Mortgages are the one financial service you spend years trying to get, but then want to be rid of as soon as you can.
For most of us, a mortgage is the key to stepping on and climbing up the property ladder, but it can also be your biggest monthly expense. With recent rate volatility in mind, it’s hardly surprising that becoming mortgage-free often becomes the next financial goal.
David Hollingworth, of mortgage broker L&C, said: “Having a mortgage is a necessary part of making the dream of home ownership become a reality for most people, but from then on, the focus will usually shift to being rid of what will generally be the biggest debt we’ll ever have.”
Overpaying your mortgage is one way to do this, but if you’re faced with the prospect of trying to chip away at a six or even seven-figure sum it can be rather daunting. However, there are several tactics you can adopt that will see you pay little and often, which can shrink your borrowing without dramatically affecting your budget.
Here Telegraph Money shares five tips to help pay your mortgage off early, and potentially save thousands.
1. ‘Round up’ your monthly payments
The “round up” idea has been popularised by the many banks that offer the service to help boost savings – when you make a purchase, say, for £3.50, the money that leaves your current account will be rounded up to the nearest pound and the remainder sent to a savings pot – in this case, 50p.
The same theory can be applied to mortgage overpayments.
“If your mortgage payment is £842, round it up to £850 or £900,” suggested Ying Tan, chief executive at mortgage broker Habito. “The extra goes straight towards your remaining balance.”
Rounding up by just £50 a month – an amount you might not miss from your bank balance – on a £200,000 mortgage over 25 years could knock one year and 11 months off your term and save more than £13,000 in interest, he adds.
2. Overpay by £100 a month
There is also merit in keeping this simple, and sticking to paying a little bit extra each month (whether that’s £50, £100, or more), as this can be a great way to chip away at your mortgage over time.
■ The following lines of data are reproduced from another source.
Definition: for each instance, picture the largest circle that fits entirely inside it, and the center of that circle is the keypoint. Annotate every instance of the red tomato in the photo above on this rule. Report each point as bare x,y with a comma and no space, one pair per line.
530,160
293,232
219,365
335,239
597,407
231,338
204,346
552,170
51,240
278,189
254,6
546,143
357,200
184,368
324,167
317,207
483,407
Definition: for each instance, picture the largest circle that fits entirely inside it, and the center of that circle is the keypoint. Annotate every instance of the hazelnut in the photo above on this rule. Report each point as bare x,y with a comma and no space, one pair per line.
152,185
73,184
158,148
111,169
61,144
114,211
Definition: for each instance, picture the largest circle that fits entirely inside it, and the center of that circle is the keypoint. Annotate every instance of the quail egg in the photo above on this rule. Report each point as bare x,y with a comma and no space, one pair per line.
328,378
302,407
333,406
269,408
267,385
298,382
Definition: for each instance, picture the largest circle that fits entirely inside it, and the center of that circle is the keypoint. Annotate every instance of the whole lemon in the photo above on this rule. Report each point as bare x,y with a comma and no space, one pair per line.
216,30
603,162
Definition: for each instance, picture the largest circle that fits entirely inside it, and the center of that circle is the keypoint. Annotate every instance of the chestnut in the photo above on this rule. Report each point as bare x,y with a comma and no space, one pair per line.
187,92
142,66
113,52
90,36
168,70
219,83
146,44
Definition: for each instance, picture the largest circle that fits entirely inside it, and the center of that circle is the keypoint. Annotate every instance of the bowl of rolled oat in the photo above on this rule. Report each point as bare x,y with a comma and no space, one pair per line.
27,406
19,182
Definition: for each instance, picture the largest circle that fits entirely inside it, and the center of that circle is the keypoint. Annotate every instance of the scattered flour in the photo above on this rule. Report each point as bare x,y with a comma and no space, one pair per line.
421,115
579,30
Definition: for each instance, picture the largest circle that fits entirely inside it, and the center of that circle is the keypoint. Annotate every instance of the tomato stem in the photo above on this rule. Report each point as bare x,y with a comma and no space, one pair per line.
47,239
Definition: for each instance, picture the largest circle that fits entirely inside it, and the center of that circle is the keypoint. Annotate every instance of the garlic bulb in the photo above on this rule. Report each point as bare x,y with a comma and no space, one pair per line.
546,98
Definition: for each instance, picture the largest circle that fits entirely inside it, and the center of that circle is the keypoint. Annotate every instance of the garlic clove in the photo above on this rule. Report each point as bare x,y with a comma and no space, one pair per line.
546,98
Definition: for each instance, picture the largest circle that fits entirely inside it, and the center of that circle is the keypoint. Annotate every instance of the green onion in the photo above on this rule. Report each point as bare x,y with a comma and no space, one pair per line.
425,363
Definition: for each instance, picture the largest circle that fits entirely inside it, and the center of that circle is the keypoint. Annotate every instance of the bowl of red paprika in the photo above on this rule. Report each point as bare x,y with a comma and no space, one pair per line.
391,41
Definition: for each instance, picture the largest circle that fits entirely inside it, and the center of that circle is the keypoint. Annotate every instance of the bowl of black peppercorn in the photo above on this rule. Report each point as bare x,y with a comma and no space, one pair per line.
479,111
Mr Tan said: “On a £200,000 mortgage over 25 years at 5pc, overpaying £100 a month could save around £24,000 in interest and shave off over three years from your term.”
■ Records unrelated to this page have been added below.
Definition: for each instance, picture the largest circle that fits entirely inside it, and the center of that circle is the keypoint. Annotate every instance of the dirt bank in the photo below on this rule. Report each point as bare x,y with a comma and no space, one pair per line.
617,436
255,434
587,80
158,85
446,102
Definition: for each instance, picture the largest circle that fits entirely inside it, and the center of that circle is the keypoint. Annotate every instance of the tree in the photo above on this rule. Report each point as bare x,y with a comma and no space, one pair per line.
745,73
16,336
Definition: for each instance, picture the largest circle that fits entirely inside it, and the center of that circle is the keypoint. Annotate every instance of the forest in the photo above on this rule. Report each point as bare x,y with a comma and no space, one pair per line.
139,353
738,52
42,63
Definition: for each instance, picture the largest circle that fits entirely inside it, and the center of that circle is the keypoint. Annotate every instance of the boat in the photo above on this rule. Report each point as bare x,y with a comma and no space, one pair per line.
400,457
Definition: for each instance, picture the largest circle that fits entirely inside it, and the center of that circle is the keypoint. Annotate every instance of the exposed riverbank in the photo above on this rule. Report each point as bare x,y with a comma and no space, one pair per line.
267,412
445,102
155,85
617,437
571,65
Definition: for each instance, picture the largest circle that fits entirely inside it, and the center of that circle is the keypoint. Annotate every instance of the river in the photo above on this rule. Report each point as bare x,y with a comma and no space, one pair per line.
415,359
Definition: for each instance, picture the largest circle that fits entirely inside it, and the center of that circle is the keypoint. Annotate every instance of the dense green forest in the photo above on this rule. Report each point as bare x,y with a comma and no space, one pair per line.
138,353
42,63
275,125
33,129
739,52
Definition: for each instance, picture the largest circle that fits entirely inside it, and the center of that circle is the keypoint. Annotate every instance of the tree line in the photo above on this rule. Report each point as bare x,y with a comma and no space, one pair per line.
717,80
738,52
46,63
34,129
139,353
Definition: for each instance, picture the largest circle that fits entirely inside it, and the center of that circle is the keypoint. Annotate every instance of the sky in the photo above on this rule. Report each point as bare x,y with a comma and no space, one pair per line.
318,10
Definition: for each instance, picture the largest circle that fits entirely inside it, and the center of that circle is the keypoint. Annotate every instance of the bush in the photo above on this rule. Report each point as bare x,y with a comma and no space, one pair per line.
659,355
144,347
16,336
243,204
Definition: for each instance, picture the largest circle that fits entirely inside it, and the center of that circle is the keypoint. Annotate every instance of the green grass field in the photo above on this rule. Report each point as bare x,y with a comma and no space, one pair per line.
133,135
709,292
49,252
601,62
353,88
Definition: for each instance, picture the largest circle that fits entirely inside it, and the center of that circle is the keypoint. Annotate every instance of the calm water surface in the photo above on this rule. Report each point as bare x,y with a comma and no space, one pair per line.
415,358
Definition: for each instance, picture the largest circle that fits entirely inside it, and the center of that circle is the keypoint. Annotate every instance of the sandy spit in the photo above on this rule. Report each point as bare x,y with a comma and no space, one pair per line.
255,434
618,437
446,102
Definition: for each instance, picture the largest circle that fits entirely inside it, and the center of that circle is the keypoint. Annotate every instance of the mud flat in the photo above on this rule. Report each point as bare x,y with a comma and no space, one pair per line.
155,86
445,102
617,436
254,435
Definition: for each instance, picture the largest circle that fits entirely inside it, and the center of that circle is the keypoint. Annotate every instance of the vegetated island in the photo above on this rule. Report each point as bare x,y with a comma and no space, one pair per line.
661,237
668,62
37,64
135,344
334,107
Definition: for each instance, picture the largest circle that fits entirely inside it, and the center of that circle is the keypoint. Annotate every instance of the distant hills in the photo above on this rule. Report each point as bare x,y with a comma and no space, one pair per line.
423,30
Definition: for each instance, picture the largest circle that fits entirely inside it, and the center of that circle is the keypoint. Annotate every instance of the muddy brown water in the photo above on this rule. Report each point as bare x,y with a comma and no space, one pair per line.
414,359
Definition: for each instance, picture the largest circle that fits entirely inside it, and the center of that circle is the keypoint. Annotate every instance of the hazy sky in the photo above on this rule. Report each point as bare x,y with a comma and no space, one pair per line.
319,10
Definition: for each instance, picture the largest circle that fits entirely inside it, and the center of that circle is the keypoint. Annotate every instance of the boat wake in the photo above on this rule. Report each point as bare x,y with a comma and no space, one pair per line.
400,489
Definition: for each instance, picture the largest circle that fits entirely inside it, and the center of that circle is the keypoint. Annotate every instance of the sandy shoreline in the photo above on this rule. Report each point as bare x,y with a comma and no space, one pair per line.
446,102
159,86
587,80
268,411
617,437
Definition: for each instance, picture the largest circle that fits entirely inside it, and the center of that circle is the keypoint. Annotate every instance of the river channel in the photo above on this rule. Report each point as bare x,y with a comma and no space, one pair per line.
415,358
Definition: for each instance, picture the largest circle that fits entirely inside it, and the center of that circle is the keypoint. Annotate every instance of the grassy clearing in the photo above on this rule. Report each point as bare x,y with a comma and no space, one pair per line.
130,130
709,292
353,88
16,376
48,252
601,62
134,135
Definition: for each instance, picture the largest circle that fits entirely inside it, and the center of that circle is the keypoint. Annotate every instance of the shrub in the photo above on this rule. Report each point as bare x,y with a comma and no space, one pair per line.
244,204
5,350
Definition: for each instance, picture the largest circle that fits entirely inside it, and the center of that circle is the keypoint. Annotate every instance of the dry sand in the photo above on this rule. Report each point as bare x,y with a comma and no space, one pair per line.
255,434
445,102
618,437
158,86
You might want to think about setting up regular overpayments at those occasions where you feel able to loosen the financial purse strings – such as getting a promotion or pay increase at work.
“Earmark a portion of salary increases or reduced expenses, like childcare costs dropping, towards your mortgage,” said Aaron Strutt, product and communications director at Trinity Financial.
3. Maintain your repayments when your mortgage rate drops
If you’re on a variable-rate mortgage and your repayments drop when interest rates fall, you could ask your lender to maintain your repayments at their former level.
This can be easier to budget for, as you’ll already be used to paying your mortgage at the higher rate.
Mr Hollingworth pointed out that you can also do this if you have slipped into paying your lender’s standard variable rate (SVR) before remortgaging to a more competitive deal.
“This could be a great way to make the most of a lower interest rate,” he said. “For example, if a £200,000 repayment mortgage was originally at 5.25pc, the monthly payment would be £1,198.50. Switching to 4.25pc would cut the payment to £1,083.48 a month, but maintaining the original payment would lock in an overpayment each month and would ultimately pay the loan off three years, 10 months early [and save £21,950 in interest].”